The return value of utils.get_example_database() is assigned to the database variable.

Superset Shell

While reading function definitions is great, the only way to learn technical concepts is getting your hands dirty and actually running code yourself.

What's the best way to actually accomplish this though, while having the application lifecycle state loaded for me to interact with?

Some searching online led me to this page in the Flask docs, which mentions the following:

To explore the data in your application, you can start an interactive Python shell with the shell command.
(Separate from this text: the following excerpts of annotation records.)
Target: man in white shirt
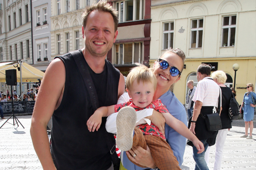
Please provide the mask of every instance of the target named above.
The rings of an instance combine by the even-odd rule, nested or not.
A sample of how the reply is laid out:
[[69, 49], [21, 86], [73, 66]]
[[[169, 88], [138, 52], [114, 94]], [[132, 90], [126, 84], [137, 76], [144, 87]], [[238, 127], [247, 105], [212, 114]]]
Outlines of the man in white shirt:
[[[195, 103], [193, 115], [189, 123], [189, 127], [204, 146], [204, 151], [198, 154], [196, 148], [192, 144], [188, 143], [193, 147], [193, 157], [196, 163], [195, 170], [209, 170], [204, 159], [204, 153], [208, 146], [215, 143], [218, 132], [208, 131], [202, 117], [205, 114], [217, 112], [219, 96], [221, 96], [219, 86], [210, 77], [211, 69], [209, 66], [203, 63], [197, 68], [196, 76], [198, 82], [192, 99]], [[221, 106], [221, 100], [219, 102]]]

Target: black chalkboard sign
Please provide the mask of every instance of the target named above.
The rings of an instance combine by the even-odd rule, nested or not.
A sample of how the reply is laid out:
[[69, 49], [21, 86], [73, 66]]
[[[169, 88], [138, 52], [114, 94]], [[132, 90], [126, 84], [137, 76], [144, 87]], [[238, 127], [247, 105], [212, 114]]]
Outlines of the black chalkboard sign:
[[[2, 108], [4, 113], [11, 113], [12, 109], [12, 102], [1, 102]], [[14, 113], [25, 113], [25, 101], [14, 101], [13, 108]]]
[[28, 101], [26, 102], [27, 113], [32, 113], [34, 110], [35, 101]]

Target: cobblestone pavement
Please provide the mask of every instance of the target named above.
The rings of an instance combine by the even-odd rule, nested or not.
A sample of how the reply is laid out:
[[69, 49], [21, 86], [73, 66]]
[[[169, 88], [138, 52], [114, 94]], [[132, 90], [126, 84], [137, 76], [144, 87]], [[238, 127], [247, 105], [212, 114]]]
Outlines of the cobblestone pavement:
[[[13, 119], [9, 120], [0, 129], [0, 169], [42, 170], [34, 150], [30, 137], [31, 115], [19, 116], [17, 118], [25, 127], [19, 124], [14, 126]], [[6, 117], [8, 118], [8, 117]], [[254, 126], [256, 128], [256, 116]], [[0, 119], [0, 126], [6, 120]], [[247, 140], [240, 138], [244, 134], [244, 122], [239, 119], [232, 123], [232, 128], [228, 133], [224, 147], [222, 170], [256, 169], [256, 129], [254, 128], [253, 138]], [[209, 168], [214, 163], [215, 146], [211, 149]], [[195, 163], [192, 157], [192, 147], [187, 145], [184, 154], [183, 170], [193, 169]]]

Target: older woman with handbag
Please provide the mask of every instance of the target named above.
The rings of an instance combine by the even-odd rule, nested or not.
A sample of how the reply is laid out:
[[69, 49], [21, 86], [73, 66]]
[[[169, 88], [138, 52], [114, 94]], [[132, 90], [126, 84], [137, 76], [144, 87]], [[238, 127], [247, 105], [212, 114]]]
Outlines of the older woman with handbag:
[[[252, 139], [252, 130], [253, 129], [253, 116], [254, 113], [254, 107], [256, 106], [255, 100], [256, 100], [256, 94], [253, 92], [254, 88], [253, 85], [248, 83], [246, 85], [246, 89], [248, 92], [244, 94], [243, 102], [240, 107], [240, 112], [242, 112], [242, 109], [244, 109], [244, 120], [245, 126], [245, 134], [240, 137], [241, 138], [246, 138], [247, 139]], [[248, 136], [248, 129], [250, 125], [250, 135]]]
[[[213, 168], [214, 170], [219, 170], [220, 169], [221, 165], [221, 158], [224, 143], [226, 141], [227, 133], [232, 127], [231, 126], [232, 121], [229, 118], [228, 113], [232, 92], [229, 87], [227, 87], [224, 84], [227, 80], [227, 76], [223, 71], [218, 71], [214, 72], [211, 74], [211, 78], [220, 87], [222, 94], [222, 110], [220, 112], [222, 129], [219, 130], [216, 138], [215, 161]], [[204, 157], [207, 165], [210, 149], [210, 146], [208, 146], [205, 152]]]

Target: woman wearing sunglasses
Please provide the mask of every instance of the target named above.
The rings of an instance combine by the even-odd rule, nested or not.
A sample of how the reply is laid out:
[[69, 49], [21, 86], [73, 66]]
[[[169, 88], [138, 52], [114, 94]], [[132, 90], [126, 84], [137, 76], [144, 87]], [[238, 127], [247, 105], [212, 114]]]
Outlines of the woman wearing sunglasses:
[[[246, 92], [244, 95], [244, 99], [240, 107], [240, 112], [241, 113], [242, 108], [243, 107], [244, 120], [245, 125], [245, 135], [242, 136], [241, 138], [246, 138], [247, 139], [252, 139], [252, 134], [253, 129], [253, 116], [254, 113], [254, 107], [256, 105], [255, 101], [256, 100], [256, 94], [253, 92], [254, 88], [253, 85], [252, 83], [248, 83], [246, 85], [246, 89], [248, 92]], [[254, 101], [253, 101], [254, 100]], [[254, 101], [254, 102], [253, 102]], [[255, 103], [256, 104], [256, 103]], [[250, 135], [248, 136], [248, 129], [250, 125]]]
[[[153, 69], [154, 73], [157, 76], [157, 85], [154, 95], [154, 100], [160, 99], [162, 102], [166, 106], [169, 112], [187, 126], [188, 121], [186, 109], [174, 94], [170, 90], [174, 84], [181, 78], [185, 58], [185, 54], [181, 50], [169, 49], [155, 62]], [[129, 96], [127, 94], [125, 93], [120, 97], [118, 104], [128, 101]], [[150, 119], [153, 123], [159, 128], [163, 134], [164, 134], [164, 132], [165, 132], [164, 134], [165, 134], [167, 141], [171, 146], [174, 154], [180, 166], [183, 162], [186, 138], [168, 125], [165, 124], [164, 119], [161, 114], [153, 111], [152, 109], [148, 109], [148, 111], [146, 112], [146, 113], [137, 113], [137, 115], [140, 115], [139, 116], [137, 116], [137, 118], [138, 117], [141, 118], [142, 114], [145, 114], [145, 116], [143, 117]], [[150, 113], [149, 113], [149, 112]], [[111, 116], [112, 115], [114, 116], [112, 114]], [[149, 115], [149, 116], [147, 117]], [[109, 116], [108, 119], [110, 118], [110, 117]], [[112, 127], [109, 127], [110, 125]], [[111, 129], [114, 130], [115, 127], [113, 126], [115, 126], [106, 124], [106, 129], [108, 132], [110, 132], [108, 130]], [[125, 170], [125, 168], [129, 170], [149, 170], [151, 169], [150, 168], [156, 168], [148, 147], [147, 147], [147, 150], [144, 150], [138, 146], [133, 147], [126, 153], [127, 156], [125, 153], [122, 152], [121, 160], [123, 166], [120, 168], [120, 170]], [[150, 168], [141, 168], [135, 165], [129, 160], [127, 156], [131, 160], [134, 160], [136, 163]]]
An application context will be active, and the app instance will be imported.

I also know that Superset extends many of the underlying Flask metaphors and I remember seeing superset shell listed when running the Superset CLI:

...
run                       Run a development server.
set-database-uri          Updates a database connection URI
shell                     Run a shell in the app context.
sync-tags                 Rebuilds special tags (owner, type, favorited
...

I'm going to try this out:

superset shell

Excellent! I now have a shell environment with the Superset App context loaded in:

Superset Shell

Next Steps

I've run out of time for the day and will end here. Next, I want to step through all of the function calls in the World Health dashboard example using the Superset shell.